Ela usava a desculpa das massagens para fazer com que as garotas tocassem Epstein e normalizassem o contato sexual. Segundo os acusadores, Maxwell levava as garotas para os quartos onde seriam molestadas e abusadas, e algumas vezes ela estava presente para "fazer tudo parecer normal e casual".

Defesa contesta vítimas

Outras duas vítimas que testemunharam no processo já tinham idade suficiente para consentir o ato sexual (segundo a lei de Nova York, a idade mínima é 17 anos, por exemplo), e por isso os jurados determinaram que os atos não foram ilegais.

Ainda assim, Kate (um pseudônimo) e Annie Farmer (que usou seu nome verdadeiro completo) ajudaram a consolidar o caso contra Maxwell ao descreverem o modus operandi de aliciamento de vítimas sexuais.

Enquanto Maxwell estava presa, seus familiares reclamaram do tratamento dado a ela na prisão, falando em práticas semelhantes à tortura.

Mas no tribunal ela estava extremamente ativa e animada em sua defesa, abraçando seus advogados e mandando beijos para familiares no local.

Maxwell analisou atentamente as provas apresentadas, encarava as testemunhas nos olhos e frequentemente escrevia bilhetes para seus advogados com comentários sobre as acusadoras.
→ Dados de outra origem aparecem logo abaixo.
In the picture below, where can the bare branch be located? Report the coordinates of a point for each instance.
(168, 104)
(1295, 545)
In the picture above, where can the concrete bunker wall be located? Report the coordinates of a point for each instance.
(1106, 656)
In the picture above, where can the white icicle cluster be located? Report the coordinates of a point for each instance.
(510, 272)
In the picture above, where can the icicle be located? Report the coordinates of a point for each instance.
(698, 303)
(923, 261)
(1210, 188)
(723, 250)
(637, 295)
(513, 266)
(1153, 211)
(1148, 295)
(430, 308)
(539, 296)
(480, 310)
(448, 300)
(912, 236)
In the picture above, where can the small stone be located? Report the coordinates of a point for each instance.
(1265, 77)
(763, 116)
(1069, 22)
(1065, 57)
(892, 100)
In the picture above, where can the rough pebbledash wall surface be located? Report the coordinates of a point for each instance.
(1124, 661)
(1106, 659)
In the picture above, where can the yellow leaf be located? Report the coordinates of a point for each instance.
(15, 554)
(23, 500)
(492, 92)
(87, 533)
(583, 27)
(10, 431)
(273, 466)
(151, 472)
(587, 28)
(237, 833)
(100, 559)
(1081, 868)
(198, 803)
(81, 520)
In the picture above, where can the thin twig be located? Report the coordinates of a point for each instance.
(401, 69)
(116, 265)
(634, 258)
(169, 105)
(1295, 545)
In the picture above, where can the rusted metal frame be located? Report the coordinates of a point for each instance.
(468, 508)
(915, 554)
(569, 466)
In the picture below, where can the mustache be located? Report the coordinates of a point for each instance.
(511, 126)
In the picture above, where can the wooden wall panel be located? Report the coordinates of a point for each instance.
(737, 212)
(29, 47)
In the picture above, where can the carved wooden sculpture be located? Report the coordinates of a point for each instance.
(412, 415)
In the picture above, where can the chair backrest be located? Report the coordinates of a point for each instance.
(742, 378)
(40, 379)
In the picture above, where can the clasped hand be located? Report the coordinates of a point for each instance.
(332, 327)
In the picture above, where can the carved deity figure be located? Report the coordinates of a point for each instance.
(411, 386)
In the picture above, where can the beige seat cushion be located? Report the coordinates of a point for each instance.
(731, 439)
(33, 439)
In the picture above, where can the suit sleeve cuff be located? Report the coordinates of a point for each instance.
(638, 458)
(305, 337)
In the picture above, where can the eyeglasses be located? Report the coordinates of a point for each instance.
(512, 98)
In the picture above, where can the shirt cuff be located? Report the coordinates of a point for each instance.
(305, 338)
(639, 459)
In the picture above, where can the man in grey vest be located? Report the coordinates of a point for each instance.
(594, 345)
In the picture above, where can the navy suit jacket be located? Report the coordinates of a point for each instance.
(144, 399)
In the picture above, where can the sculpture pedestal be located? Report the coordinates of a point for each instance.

Maxwell com Epstein em uma moto
Defesa de Maxwell alegava que ela não sabia dos abusos cometidos por Epstein (foto: Departamento de Justiça dos EUA)

Sua postura desafiadora pode ser resumida no momento em que a juíza Alison Nathan perguntou a ela se testemunharia em sua própria defesa. Em vez de responder à juíza com um simples sim ou não, ela se levantou e informou ao tribunal que "não havia necessidade" de fazê-lo porque a acusação não havia provado seu caso.

Os advogados de defesa, no entanto, estavam bem menos seguros. Eles convocaram apenas nove testemunhas em dois dias e reiteravam que Maxwell era apenas um bode expiatório.

Os promotores citaram registros bancários que mostram que ela recebeu US$ 30 milhões (cerca de R$ 170 milhões) de Epstein entre 1999 e 2007 como prova de que era motivada por dinheiro.

A estratégia da defesa se baseou fortemente em abrir buracos e contradições no processo movido pelos promotores, que arcam com o ônus de provar as alegações além de qualquer dúvida razoável.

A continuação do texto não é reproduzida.